The CSA MAESTRO framework (Multi-Agent Environment, Security, Threat, Risk, and Outcome) for agentic AI threat modeling addresses prompt injection at the orchestration layer as a distinct threat category [6][9]. In MAESTRO terms, the Comment and Control attack exploits the boundary between Layer 3 (Agent Orchestration) and the trust model governing which content sources an agent should treat as authoritative. MAESTRO’s recommended mitigations include input validation at the agent boundary, fine-grained access control governing what actions an agent may take, and structured audit trails for all agent-environment interactions — each directly applicable to GitHub Actions AI agent deployments.

CSA’s AI Controls Matrix (AICM), as a superset of the Cloud Controls Matrix (CCM), addresses credential management, least-privilege access, and secure integration patterns in ways that constrain the effective blast radius of a successful injection. The CCM’s IAM domain controls — specifically the requirements for scoped access credentials, automated credential rotation, and privileged access management — provide the foundational controls that reduce what an attacker can do with exfiltrated GITHUB_TOKEN values. Organizations using AICM as their AI security control framework should ensure that CI/CD credential provisioning is in scope for their AICM implementation reviews.

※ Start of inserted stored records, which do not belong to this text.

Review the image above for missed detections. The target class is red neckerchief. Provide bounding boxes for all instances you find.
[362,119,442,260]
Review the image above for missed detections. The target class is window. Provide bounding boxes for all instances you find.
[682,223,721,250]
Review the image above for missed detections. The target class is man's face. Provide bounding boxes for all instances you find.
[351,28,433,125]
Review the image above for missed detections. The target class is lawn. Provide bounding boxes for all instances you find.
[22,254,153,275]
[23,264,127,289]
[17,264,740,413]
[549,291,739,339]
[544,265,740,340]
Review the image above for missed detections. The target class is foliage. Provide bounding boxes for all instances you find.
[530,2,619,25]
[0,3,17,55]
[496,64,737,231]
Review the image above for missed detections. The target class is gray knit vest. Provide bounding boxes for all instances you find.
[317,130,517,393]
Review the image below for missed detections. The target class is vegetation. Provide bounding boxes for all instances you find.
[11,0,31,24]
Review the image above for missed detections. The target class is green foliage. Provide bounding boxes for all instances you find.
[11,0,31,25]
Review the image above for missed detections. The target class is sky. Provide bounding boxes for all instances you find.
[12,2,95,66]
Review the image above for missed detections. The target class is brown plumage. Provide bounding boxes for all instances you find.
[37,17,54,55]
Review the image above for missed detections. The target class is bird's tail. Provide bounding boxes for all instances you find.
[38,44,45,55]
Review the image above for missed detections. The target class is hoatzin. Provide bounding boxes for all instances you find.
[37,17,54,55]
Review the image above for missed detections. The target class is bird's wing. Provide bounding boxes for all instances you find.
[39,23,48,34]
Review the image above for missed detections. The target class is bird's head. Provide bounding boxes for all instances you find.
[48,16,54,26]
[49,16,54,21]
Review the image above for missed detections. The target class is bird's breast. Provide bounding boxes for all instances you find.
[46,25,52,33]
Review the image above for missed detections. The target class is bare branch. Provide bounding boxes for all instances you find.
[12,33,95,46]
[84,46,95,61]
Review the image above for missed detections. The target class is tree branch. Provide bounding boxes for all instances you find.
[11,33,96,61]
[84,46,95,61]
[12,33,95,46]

CSA’s Zero Trust guidance is directly applicable to the architectural recommendation above. The principle of contextual distrust for AI-ingested content extends Zero Trust’s “never trust, always verify” posture from network and identity contexts to the content context of AI model inputs. An AI agent operating in a CI/CD pipeline should be designed with the same skepticism toward all inbound data that a Zero Trust network architecture applies to all inbound traffic — regardless of where that content originates on the platform.

Finally, CSA’s STAR (Security Trust Assurance and Risk) registry and associated AI governance guidance provides a mechanism for organizations to assess AI vendor disclosure and incident response practices as part of their third-party risk management process. The pattern of private bounty payment without public advisory — repeated across three major vendors for a critical-severity attack class — is a supplier risk signal that should be reflected in vendor risk assessments and procurement criteria.

References

[1] Aonan Guan, Zhengyu Liu, and Gavin Zhong. “Comment and Control: Prompt Injection to Credential Theft in Claude Code, Gemini CLI, and GitHub Copilot Agent.” oddguan.com, April 15, 2026.

[2] The Register. “Agents hooked into GitHub can steal creds – but Anthropic, Google, and Microsoft haven’t warned users.” The Register, April 15, 2026.

[3] Cybernews. “AI agents vulnerable to prompt injection via GitHub: But do vendors care?” Cybernews, April 2026.

[4] Meterpreter. “GitHub Copilot Zero-Click CamoLeak Exposed: CVE-2025-59145 (CVSS 9.6) Allowed Silent Data Theft from Private Repos.” meterpreter.org, October 2025.

[5] BeyondTrust. “OpenAI Codex Command Injection Vulnerability.” BeyondTrust Blog, 2025.

[6] Cloud Security Alliance. “Agentic AI Threat Modeling Framework: MAESTRO.” CSA Blog, February 6, 2025.

[7] Aikido Security. “PromptPwnd: Prompt Injection Vulnerabilities in GitHub Actions Using AI Agents.” Aikido Security Blog, 2025.

[8] Techzine. “AI agents on GitHub leak API keys via prompt injection.” Techzine Global, April 2026.

[9] Cloud Security Alliance. “Applying MAESTRO to Real-World Agentic AI Threat Models.” CSA Blog, February 11, 2026.

[10] SecurityWeek. “Claude Code, Gemini CLI, GitHub Copilot Agents Vulnerable to Prompt Injection via Comments.” SecurityWeek, April 2026.